Die Stellungnahmen aus der frühzeitigen Beteiligung wurden abgewogen. Anschließend billigte der Stadtrat die Entwürfe. Diese Entwürfen werden nun nochmals ausgelegt, so dass die Öffentlichkeit, die Behörden und die sonstigen Träger öffentlicher Belange noch einmal Stellung nehmen könnten, wenn sie das wollten. So sind eben die Regularien.

Sachstand bei der Allianz Main & Haßberge

Bei der Sitzung stellte sich die neue Managerin der Allianz Main & Haßberge, Nina Streng, den Stadträten vor und informierte über den aktuellen Stand. Mit insgesamt bis zu 100000 Euro können Kleinprojekte in der Allianz gefördert werden. Der Förderaufruf ist seit dem 26. November für das Regionalbudget 2022 offiziell gestartet. Als Anreiz stellte Streng Beispielprojekte vor, die mit dem Regionalbudget 2020 gefördert wurden, zum Beispiel die Outdoorfitnessgeräte in Altershausen oder ein Versorgungswagen in Hellingen. Als Auswahlkriterien und Handlungsfelder des Integrierten Ländlichen Entwicklungskonzeptes (Ilek) nannte Nina Streng gleichwertige Lebensverhältnisse, eine erreichbare Grundversorgung, die Schaffung attraktiver und lebendiger Ortskerne und die Behebung von Gebäudeleerständen. Grundsätze seien dabei auch Natur-, Umwelt-und Klimaschutz und Flächensparen. Berücksichtigt werden müssten auch die demografische Entwicklung sowie die Digitalisierung.
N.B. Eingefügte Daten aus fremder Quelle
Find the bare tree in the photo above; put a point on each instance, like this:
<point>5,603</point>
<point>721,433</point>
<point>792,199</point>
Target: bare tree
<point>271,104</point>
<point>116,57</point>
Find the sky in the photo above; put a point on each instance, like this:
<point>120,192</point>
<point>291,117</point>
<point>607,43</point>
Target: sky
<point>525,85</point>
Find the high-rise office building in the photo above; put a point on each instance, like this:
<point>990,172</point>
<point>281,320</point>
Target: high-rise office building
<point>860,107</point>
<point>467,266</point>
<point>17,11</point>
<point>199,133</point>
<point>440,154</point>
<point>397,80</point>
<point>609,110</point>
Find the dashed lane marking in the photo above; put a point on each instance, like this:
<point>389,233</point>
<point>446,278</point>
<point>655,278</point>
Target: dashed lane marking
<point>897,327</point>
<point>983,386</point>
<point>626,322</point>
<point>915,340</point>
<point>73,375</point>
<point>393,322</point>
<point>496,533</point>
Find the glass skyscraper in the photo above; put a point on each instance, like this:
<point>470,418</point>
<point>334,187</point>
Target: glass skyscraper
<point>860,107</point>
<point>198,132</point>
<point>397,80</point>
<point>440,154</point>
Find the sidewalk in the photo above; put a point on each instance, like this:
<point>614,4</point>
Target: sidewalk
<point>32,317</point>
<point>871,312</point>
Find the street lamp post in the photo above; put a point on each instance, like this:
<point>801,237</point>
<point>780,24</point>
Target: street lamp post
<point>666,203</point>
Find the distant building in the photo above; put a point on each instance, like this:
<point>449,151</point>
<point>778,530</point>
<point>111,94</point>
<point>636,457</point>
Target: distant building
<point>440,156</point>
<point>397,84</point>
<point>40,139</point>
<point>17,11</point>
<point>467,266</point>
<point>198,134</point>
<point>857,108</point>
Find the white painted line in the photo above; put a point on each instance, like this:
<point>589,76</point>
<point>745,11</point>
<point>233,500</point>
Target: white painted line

Die Allianzmanagerin zeigte die Voraussetzungen zur Förderung auf. So dürfen mit dem Regionalbudget nur Kleinprojekte gefördert werden, mit deren Durchführung noch nicht begonnen wurde und deren Gesamtausgaben 20000 Euro netto nicht übersteigen. Der Zuwendungsbedarf muss die Bagatellgrenze von 500 Euro überschreiten. Bürgermeister Claus Bittenbrünn bedankte sich bei Nina Streng und forderte Interessenten auf, die Angebote zu nutzen.